Boehner’s plan would raise $800 billion by curtailing a variety of unspecified tax breaks, cut healthcare programs by $600 billion and reduce other mandatory spending by $300 billion.
The GOP plan doesn't specify which tax breaks would be done away with to raise $800 billion, but Reid said it would be impossible to find the sum without ending popular tax breaks for the middle class.
“Their proposal was short on specifics but we do know from independent analysis that it is impossible to raise enough revenue and make a dent in our deficit without using one of two things — raising tax rates on the top 2 percent or raising taxes on the middle class,” Reid said.
He cited a study by the Tax Policy Center that he said “called it mathematically impossible to give tax breaks to the rich without harming the middle class.”
The framing of the nation’s deficit problem as a zero-sum game between a small number of wealthy Americans and the middle class is one that Democrats used successfully time and again on the campaign trail.
Democrats leveled a similar criticism against Sen. Pat Toomey (R-Pa.) in 2011 after he submitted to the deficit-reduction supercommittee a plan to raise $250 billion by closing various tax loopholes.

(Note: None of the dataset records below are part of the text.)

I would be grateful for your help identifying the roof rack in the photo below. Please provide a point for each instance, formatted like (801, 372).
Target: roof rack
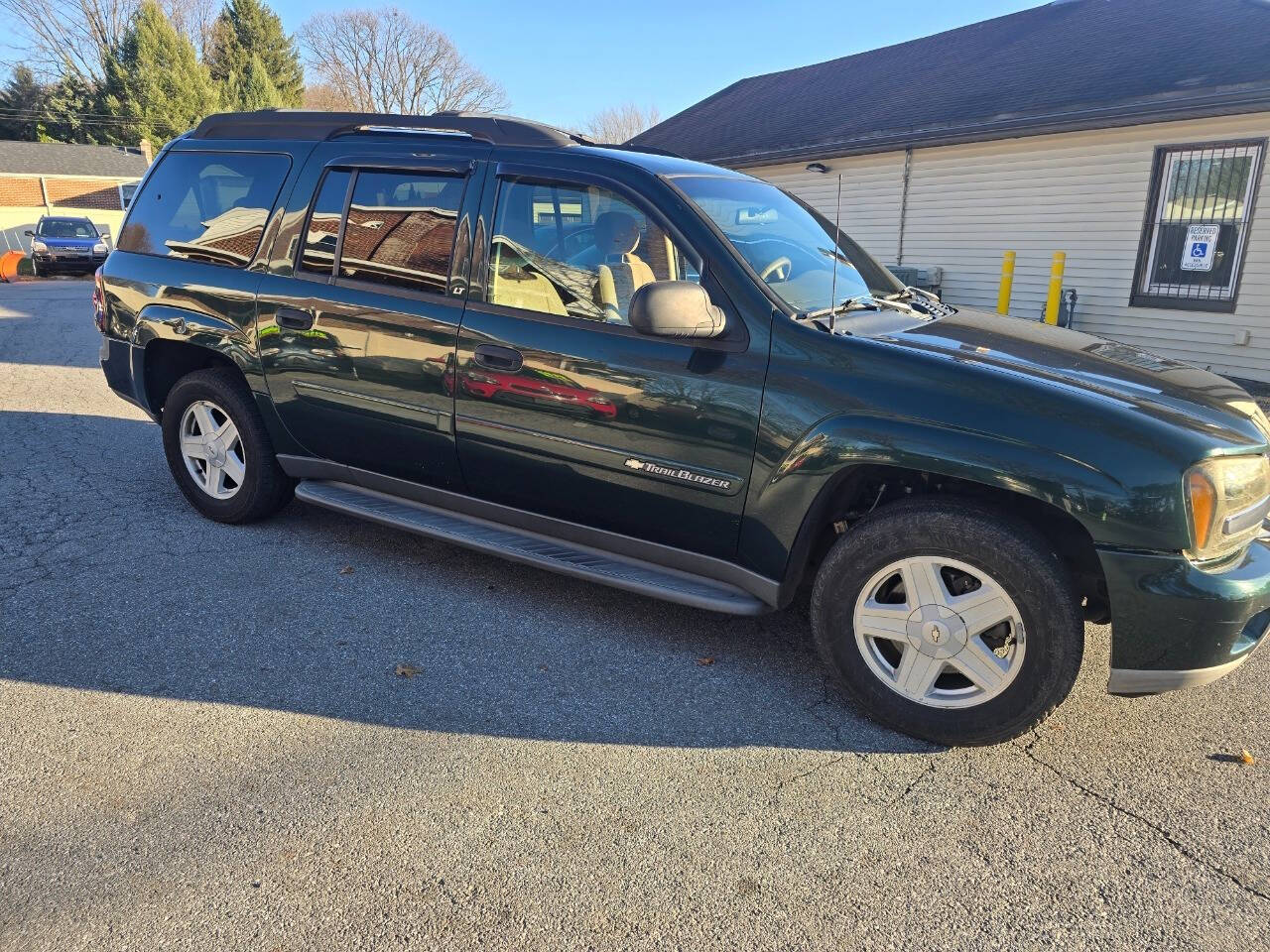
(308, 125)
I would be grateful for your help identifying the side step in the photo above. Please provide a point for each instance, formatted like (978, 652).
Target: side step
(532, 548)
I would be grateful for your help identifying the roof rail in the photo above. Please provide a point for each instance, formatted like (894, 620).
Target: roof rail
(308, 125)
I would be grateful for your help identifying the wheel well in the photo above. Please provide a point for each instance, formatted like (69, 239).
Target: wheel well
(860, 490)
(168, 361)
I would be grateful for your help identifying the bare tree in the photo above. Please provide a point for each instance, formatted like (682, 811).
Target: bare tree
(388, 61)
(193, 18)
(72, 37)
(66, 37)
(326, 98)
(621, 123)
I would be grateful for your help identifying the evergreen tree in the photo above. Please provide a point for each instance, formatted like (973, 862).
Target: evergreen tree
(246, 31)
(250, 90)
(23, 103)
(154, 82)
(258, 90)
(71, 108)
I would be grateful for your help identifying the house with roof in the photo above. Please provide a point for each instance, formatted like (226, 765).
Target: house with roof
(60, 178)
(1128, 134)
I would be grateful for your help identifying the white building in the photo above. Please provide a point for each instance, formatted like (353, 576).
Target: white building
(1128, 134)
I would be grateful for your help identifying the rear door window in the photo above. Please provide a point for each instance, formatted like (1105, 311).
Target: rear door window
(400, 229)
(206, 206)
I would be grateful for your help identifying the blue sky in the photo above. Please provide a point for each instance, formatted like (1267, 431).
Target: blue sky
(562, 62)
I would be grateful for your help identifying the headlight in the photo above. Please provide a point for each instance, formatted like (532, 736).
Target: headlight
(1225, 499)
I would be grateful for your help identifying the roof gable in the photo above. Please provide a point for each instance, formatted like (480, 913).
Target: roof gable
(70, 159)
(1075, 63)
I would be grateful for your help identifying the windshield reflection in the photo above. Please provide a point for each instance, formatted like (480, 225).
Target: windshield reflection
(786, 244)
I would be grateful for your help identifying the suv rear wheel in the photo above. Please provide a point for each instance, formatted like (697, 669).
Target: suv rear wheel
(948, 621)
(218, 449)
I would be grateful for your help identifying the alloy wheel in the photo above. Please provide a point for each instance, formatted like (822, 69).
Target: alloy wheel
(212, 449)
(940, 633)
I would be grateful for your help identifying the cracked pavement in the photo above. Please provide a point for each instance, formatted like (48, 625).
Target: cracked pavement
(203, 746)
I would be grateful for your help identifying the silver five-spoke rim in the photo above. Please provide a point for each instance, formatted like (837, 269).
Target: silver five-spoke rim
(212, 449)
(939, 631)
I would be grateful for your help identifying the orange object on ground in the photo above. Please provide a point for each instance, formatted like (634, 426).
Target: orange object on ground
(9, 266)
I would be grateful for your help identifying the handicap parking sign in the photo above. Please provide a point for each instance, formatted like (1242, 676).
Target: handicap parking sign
(1199, 253)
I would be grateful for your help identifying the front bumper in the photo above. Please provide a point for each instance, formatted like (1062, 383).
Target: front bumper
(1175, 626)
(87, 262)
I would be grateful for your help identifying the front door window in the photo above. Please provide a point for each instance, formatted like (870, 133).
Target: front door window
(575, 252)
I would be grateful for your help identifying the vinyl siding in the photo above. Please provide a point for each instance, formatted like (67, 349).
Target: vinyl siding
(1083, 193)
(871, 190)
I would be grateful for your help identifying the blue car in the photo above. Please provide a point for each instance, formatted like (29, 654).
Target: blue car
(66, 245)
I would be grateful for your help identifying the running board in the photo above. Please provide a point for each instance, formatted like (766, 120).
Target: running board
(532, 548)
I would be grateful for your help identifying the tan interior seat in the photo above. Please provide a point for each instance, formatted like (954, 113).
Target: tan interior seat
(621, 271)
(515, 285)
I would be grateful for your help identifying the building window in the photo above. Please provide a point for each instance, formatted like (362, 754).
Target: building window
(1197, 226)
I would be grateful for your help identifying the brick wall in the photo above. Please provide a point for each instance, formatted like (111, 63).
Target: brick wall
(23, 191)
(84, 193)
(19, 190)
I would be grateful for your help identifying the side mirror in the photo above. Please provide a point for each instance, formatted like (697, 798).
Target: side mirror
(675, 308)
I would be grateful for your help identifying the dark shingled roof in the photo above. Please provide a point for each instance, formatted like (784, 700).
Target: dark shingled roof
(1069, 64)
(66, 159)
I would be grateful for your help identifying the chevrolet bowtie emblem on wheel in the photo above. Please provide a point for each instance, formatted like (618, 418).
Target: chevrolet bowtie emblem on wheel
(680, 475)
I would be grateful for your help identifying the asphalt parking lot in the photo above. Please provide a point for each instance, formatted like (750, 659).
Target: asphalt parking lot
(204, 744)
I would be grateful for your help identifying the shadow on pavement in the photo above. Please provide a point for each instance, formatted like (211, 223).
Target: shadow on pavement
(116, 584)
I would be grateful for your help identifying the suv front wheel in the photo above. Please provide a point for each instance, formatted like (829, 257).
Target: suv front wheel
(945, 620)
(218, 449)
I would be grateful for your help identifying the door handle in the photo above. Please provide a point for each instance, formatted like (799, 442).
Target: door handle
(294, 317)
(498, 358)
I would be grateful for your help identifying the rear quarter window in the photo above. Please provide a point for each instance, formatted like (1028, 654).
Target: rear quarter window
(204, 206)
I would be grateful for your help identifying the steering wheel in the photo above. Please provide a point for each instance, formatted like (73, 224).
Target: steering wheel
(781, 264)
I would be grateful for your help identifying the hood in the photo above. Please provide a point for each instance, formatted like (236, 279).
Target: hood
(1097, 367)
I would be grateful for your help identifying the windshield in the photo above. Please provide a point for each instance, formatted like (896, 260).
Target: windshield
(66, 227)
(786, 244)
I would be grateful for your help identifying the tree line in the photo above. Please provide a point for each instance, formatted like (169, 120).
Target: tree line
(117, 71)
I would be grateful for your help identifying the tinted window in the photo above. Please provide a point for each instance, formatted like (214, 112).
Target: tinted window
(402, 229)
(204, 206)
(322, 232)
(66, 227)
(578, 252)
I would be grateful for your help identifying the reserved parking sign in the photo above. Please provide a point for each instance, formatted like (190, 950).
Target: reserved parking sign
(1201, 248)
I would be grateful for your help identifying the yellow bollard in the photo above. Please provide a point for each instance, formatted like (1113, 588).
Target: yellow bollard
(1007, 282)
(1056, 287)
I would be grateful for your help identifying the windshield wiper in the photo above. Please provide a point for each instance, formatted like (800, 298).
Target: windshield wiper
(924, 299)
(860, 302)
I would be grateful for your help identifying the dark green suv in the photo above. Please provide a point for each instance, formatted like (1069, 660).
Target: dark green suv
(680, 381)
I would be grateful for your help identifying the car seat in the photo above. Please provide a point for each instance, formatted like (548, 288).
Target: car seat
(621, 271)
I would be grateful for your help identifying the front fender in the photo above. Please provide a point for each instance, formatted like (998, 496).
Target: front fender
(797, 488)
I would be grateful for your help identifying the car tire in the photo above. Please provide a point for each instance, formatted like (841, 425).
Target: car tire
(238, 477)
(924, 662)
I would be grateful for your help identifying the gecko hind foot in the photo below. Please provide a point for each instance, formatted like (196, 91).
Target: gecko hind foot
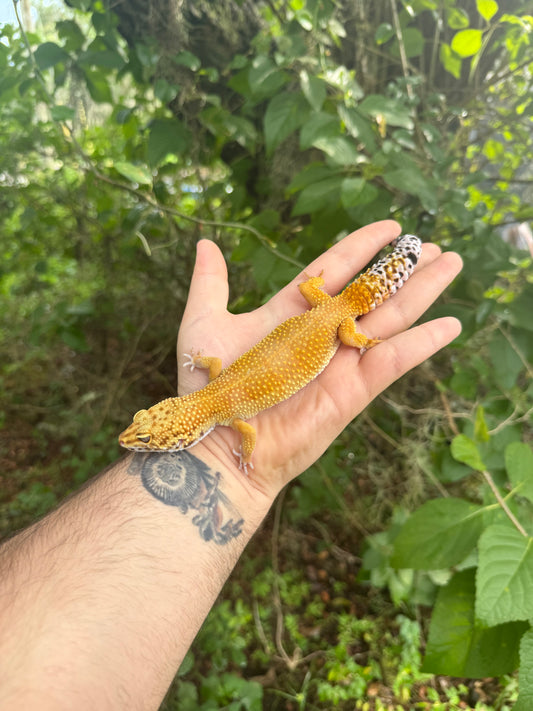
(189, 362)
(242, 464)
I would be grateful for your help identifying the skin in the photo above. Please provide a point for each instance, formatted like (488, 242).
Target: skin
(349, 382)
(100, 600)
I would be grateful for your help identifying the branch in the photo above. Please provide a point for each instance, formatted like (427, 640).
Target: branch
(516, 523)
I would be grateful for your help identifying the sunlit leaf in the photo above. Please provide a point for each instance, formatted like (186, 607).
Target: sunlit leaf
(467, 42)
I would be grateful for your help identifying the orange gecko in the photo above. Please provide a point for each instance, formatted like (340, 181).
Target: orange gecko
(280, 365)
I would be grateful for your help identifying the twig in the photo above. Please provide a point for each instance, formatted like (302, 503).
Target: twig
(401, 46)
(90, 167)
(516, 523)
(291, 663)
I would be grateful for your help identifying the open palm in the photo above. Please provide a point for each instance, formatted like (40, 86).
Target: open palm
(293, 434)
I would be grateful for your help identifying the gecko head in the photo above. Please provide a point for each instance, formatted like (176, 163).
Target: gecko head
(138, 436)
(161, 429)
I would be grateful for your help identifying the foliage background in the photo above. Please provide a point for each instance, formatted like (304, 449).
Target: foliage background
(277, 128)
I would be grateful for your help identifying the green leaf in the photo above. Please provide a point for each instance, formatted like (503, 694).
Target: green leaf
(504, 576)
(339, 149)
(524, 701)
(465, 450)
(97, 85)
(481, 431)
(458, 645)
(49, 54)
(440, 534)
(394, 112)
(285, 113)
(265, 78)
(62, 113)
(519, 466)
(467, 42)
(487, 8)
(319, 125)
(135, 173)
(384, 33)
(167, 136)
(457, 18)
(314, 89)
(350, 192)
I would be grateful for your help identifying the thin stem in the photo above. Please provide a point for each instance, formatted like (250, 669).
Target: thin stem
(516, 523)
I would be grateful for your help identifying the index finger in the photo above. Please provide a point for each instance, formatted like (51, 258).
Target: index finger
(340, 263)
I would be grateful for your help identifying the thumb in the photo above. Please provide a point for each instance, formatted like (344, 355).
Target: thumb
(209, 283)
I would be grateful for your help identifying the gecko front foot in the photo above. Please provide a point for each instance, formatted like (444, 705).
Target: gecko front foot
(242, 464)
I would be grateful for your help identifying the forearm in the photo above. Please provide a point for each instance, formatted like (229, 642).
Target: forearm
(101, 600)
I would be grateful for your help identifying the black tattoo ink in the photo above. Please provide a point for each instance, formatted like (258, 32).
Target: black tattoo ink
(180, 479)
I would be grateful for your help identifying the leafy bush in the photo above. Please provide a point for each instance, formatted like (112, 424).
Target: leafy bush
(123, 142)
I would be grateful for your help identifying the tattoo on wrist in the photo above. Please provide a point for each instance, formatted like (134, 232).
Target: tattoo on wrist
(180, 479)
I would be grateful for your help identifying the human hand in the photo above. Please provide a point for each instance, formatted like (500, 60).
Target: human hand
(293, 434)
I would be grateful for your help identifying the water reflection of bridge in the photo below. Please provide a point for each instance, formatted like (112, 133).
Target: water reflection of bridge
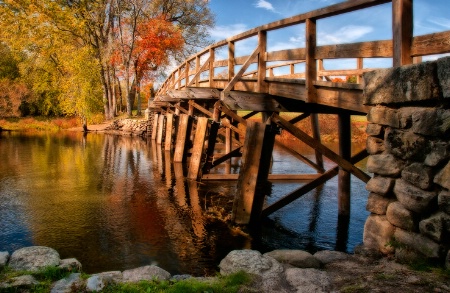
(198, 109)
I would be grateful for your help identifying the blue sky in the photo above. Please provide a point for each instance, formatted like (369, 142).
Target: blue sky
(235, 16)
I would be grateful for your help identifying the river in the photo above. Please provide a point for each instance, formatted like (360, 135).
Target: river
(116, 202)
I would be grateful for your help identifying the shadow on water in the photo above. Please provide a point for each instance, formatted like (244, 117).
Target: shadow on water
(119, 202)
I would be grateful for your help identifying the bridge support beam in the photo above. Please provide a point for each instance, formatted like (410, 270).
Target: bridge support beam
(345, 145)
(252, 181)
(197, 150)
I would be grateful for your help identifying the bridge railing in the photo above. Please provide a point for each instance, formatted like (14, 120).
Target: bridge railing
(200, 70)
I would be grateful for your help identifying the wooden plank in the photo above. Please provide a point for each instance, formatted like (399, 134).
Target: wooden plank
(345, 144)
(437, 43)
(244, 67)
(197, 150)
(311, 63)
(159, 138)
(251, 186)
(402, 14)
(271, 177)
(182, 137)
(155, 126)
(345, 164)
(169, 132)
(200, 108)
(262, 85)
(373, 49)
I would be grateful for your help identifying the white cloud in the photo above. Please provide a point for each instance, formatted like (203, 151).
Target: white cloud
(345, 34)
(265, 5)
(222, 32)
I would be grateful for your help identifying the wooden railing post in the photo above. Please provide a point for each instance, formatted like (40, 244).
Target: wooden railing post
(231, 60)
(262, 86)
(211, 67)
(402, 31)
(311, 64)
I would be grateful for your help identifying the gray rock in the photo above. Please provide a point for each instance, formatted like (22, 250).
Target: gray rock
(435, 227)
(374, 129)
(146, 273)
(406, 144)
(400, 217)
(418, 242)
(72, 283)
(70, 265)
(443, 69)
(20, 282)
(443, 177)
(34, 258)
(375, 145)
(384, 116)
(296, 258)
(253, 262)
(4, 257)
(377, 204)
(177, 278)
(380, 185)
(418, 175)
(417, 82)
(99, 281)
(385, 164)
(329, 256)
(413, 198)
(439, 151)
(308, 280)
(378, 232)
(444, 201)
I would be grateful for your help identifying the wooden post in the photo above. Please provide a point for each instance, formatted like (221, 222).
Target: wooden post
(316, 134)
(252, 181)
(402, 31)
(344, 176)
(311, 64)
(231, 61)
(155, 126)
(211, 68)
(214, 128)
(262, 85)
(197, 150)
(169, 132)
(182, 136)
(159, 138)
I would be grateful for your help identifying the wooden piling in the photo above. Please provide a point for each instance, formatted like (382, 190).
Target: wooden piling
(159, 137)
(197, 149)
(252, 181)
(182, 136)
(169, 132)
(345, 144)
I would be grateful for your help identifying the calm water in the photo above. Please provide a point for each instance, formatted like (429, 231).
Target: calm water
(118, 202)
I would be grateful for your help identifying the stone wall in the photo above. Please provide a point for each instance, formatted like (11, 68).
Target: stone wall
(409, 147)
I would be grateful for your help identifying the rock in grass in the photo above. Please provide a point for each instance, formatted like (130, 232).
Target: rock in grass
(4, 257)
(73, 283)
(146, 273)
(296, 258)
(34, 258)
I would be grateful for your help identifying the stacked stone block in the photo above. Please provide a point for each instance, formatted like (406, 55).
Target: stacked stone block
(409, 148)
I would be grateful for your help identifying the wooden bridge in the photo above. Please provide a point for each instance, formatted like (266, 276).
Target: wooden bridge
(206, 102)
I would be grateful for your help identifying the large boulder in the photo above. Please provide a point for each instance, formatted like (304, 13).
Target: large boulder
(146, 273)
(72, 283)
(253, 262)
(34, 258)
(308, 280)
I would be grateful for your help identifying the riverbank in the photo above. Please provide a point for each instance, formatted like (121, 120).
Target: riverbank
(39, 269)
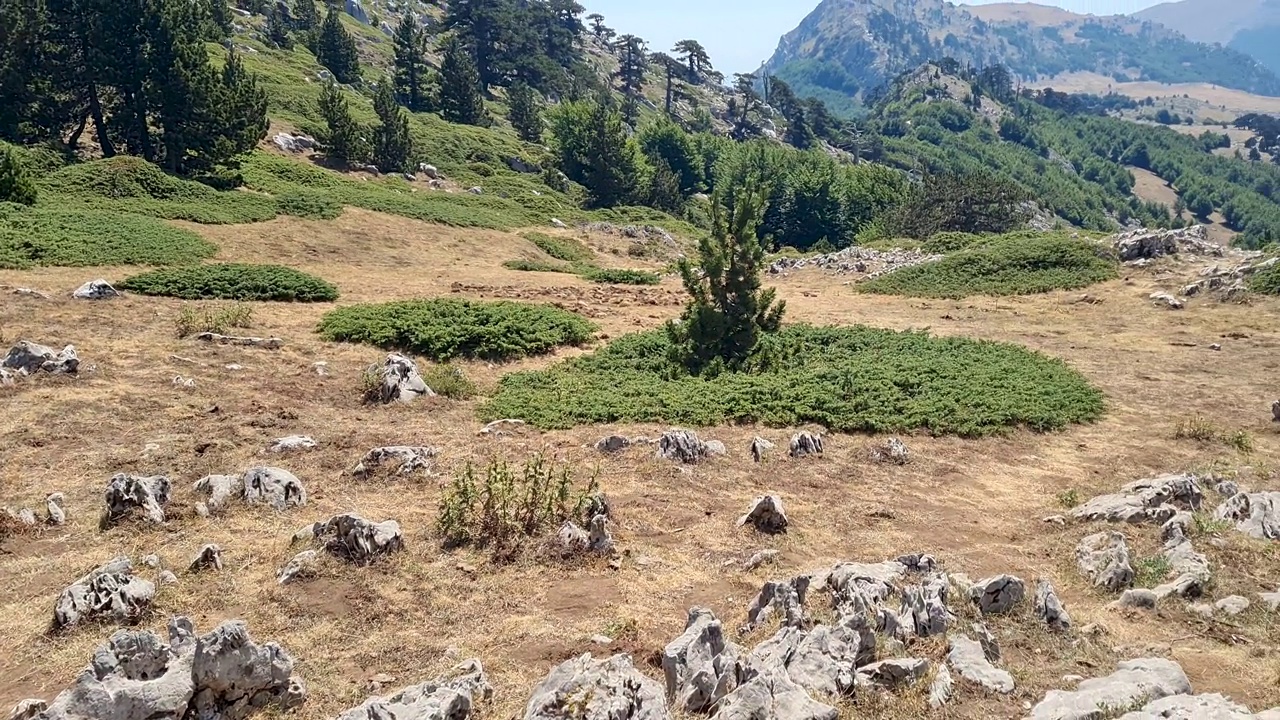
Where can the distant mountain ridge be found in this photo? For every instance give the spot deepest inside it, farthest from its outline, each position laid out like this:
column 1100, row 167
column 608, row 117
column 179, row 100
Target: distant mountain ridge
column 845, row 49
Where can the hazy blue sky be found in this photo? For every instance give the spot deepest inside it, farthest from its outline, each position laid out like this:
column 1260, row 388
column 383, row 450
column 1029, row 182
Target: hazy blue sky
column 743, row 33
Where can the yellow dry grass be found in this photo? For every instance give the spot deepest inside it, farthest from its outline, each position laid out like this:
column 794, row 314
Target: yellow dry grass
column 977, row 505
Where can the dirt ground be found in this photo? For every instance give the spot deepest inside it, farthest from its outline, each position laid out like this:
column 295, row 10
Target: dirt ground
column 976, row 504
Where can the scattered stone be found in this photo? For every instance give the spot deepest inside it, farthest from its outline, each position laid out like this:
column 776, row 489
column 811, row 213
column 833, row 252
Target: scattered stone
column 891, row 451
column 1104, row 557
column 405, row 460
column 240, row 341
column 396, row 381
column 222, row 674
column 997, row 595
column 766, row 515
column 1050, row 609
column 110, row 591
column 291, row 443
column 759, row 449
column 451, row 697
column 598, row 689
column 804, row 443
column 682, row 446
column 209, row 557
column 967, row 657
column 95, row 290
column 28, row 358
column 700, row 666
column 1133, row 682
column 126, row 492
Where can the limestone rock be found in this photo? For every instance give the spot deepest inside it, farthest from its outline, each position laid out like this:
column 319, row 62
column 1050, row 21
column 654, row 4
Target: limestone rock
column 804, row 443
column 1133, row 682
column 28, row 358
column 128, row 492
column 1050, row 609
column 403, row 459
column 110, row 591
column 223, row 674
column 95, row 290
column 597, row 689
column 275, row 487
column 451, row 697
column 1104, row 557
column 397, row 381
column 766, row 515
column 1143, row 501
column 997, row 595
column 1256, row 514
column 682, row 446
column 700, row 666
column 970, row 662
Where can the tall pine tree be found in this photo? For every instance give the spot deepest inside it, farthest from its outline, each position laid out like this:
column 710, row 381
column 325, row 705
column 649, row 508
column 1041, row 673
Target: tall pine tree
column 393, row 147
column 336, row 49
column 460, row 85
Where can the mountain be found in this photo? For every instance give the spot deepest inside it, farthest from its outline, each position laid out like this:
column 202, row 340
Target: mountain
column 845, row 49
column 1248, row 26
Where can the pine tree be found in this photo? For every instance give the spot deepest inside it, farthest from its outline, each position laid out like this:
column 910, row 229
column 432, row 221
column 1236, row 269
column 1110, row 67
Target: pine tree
column 525, row 113
column 344, row 140
column 412, row 74
column 393, row 147
column 728, row 310
column 336, row 49
column 16, row 185
column 460, row 86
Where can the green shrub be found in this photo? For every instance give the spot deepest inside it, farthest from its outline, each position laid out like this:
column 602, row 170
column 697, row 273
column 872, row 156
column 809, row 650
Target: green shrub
column 80, row 237
column 844, row 378
column 447, row 328
column 620, row 276
column 499, row 506
column 1010, row 265
column 229, row 281
column 566, row 249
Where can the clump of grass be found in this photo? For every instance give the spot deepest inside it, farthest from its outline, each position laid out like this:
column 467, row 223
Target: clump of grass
column 231, row 281
column 449, row 381
column 499, row 506
column 447, row 328
column 566, row 249
column 48, row 236
column 192, row 320
column 844, row 378
column 1004, row 265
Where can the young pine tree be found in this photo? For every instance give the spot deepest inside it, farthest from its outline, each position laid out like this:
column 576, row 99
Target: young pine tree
column 16, row 185
column 344, row 140
column 412, row 76
column 460, row 86
column 728, row 310
column 393, row 147
column 525, row 113
column 336, row 49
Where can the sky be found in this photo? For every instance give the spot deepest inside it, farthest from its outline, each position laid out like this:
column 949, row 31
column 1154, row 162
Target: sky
column 741, row 33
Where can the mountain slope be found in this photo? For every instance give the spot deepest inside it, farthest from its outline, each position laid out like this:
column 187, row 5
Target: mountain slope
column 1248, row 26
column 848, row 48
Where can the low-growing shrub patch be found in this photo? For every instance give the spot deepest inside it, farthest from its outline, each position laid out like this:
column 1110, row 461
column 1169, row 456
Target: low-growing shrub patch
column 231, row 281
column 1001, row 265
column 80, row 237
column 447, row 328
column 844, row 378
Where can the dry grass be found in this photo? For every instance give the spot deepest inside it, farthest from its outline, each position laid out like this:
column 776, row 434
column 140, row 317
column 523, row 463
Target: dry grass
column 416, row 614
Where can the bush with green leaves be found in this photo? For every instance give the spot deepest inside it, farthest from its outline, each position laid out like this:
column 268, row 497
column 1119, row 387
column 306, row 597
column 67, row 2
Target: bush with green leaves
column 1016, row 264
column 447, row 328
column 233, row 281
column 844, row 378
column 81, row 237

Reid urged centrist Democrats and Republicans to sign a discharge petition to be introduced by House Democratic Leader Nancy Pelosi (Calif.) that would force a vote in the lower chamber on a Senate-passed bill raising income tax rates on families earning more than $250,000 a year.
“Now, all Democratic House members, as far as I know, every one of them will sign this discharge petition,” Reid said. “If every Democrat signs this, we’ll only need about 25 Republicans to join.”
Reid said Democratic leaders have heard from Republican rank-and-file members in the House who "are willing to move forward."